Closed Bug 323904 Opened 19 years ago Closed 19 years ago

"Downloads this Week" is greater than "Total Downloads"

Categories

(addons.mozilla.org Graveyard :: Public Pages, defect)

defect
Not set
normal

Tracking

(Not tracked)

RESOLVED FIXED

People

(Reporter: will_bugzilla, Assigned: morgamic)

References

()

Details

Attachments

(1 file, 1 obsolete file)

User-Agent:       Mozilla/5.0 (Windows; U; Windows NT 5.1; en-GB; rv:1.8) Gecko/20051107 Firefox/1.5
Build Identifier: Mozilla/5.0 (Windows; U; Windows NT 5.1; en-GB; rv:1.8) Gecko/20051107 Firefox/1.5

The download figures seem to be broken at https://addons.mozilla.org/extensions/showlist.php
Extension which are still in their first week should have "downloads per week" equal to "total downloads".

"Downloads per week" is bigger than, and growing faster than, "total downloads".

Reproducible: Always

Steps to Reproduce:
visit https://addons.mozilla.org/extensions/showlist.php?application=firefox&numpg=10&category=Newest

Actual Results:  
Extension which are still in their first week have "downloads per week" greater than "total downloads".


Expected Results:  
in the first week "downloads per week" should equal "total downloads".

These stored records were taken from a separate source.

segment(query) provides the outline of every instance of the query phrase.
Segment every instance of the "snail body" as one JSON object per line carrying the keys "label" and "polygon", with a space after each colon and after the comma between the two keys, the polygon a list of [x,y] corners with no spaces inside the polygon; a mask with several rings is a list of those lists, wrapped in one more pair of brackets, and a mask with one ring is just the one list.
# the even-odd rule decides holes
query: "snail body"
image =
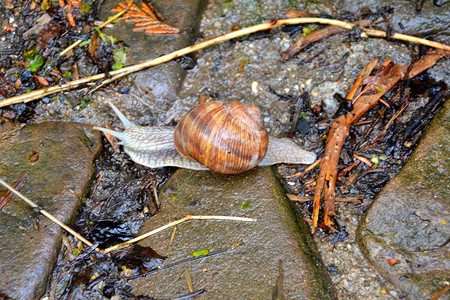
{"label": "snail body", "polygon": [[316,155],[288,139],[267,134],[259,109],[241,102],[207,102],[174,126],[138,126],[112,103],[125,130],[94,127],[121,140],[125,153],[150,168],[210,169],[224,174],[278,163],[309,164]]}

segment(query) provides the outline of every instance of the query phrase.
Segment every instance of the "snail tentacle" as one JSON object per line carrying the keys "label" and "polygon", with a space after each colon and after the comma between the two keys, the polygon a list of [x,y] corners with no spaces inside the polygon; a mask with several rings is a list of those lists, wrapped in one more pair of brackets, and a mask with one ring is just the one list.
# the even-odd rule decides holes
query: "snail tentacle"
{"label": "snail tentacle", "polygon": [[109,104],[109,106],[111,106],[111,108],[114,110],[116,115],[119,117],[120,121],[122,122],[122,124],[125,128],[128,128],[130,126],[135,126],[133,124],[133,122],[128,120],[127,117],[125,117],[125,115],[111,101],[108,101],[108,104]]}
{"label": "snail tentacle", "polygon": [[127,137],[128,137],[125,132],[114,131],[112,129],[108,129],[108,128],[104,128],[104,127],[94,126],[94,129],[103,131],[105,133],[108,133],[108,134],[110,134],[110,135],[112,135],[112,136],[114,136],[114,137],[116,137],[116,138],[118,138],[118,139],[120,139],[122,141],[126,140]]}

All of the newest extensions (in their first week) show this problem. Examples:
Concrete examples:
https://addons.mozilla.org/extensions/moreinfo.php?id=1854
https://addons.mozilla.org/extensions/moreinfo.php?id=1865
https://addons.mozilla.org/extensions/moreinfo.php?id=1864

There is 4 days worth of downloads figures for one extension at
http://viewmycurrency.wordpress.com/2006/01/18/download-figures-from-mozilla-update/
There are ~20 other addons affected by this.  I will run some tests on maintenance.php to see what's going on.  Thanks for submitting the bug.

If anybody has ideas, please comment here.  Here is some background information on the script that handles the counts.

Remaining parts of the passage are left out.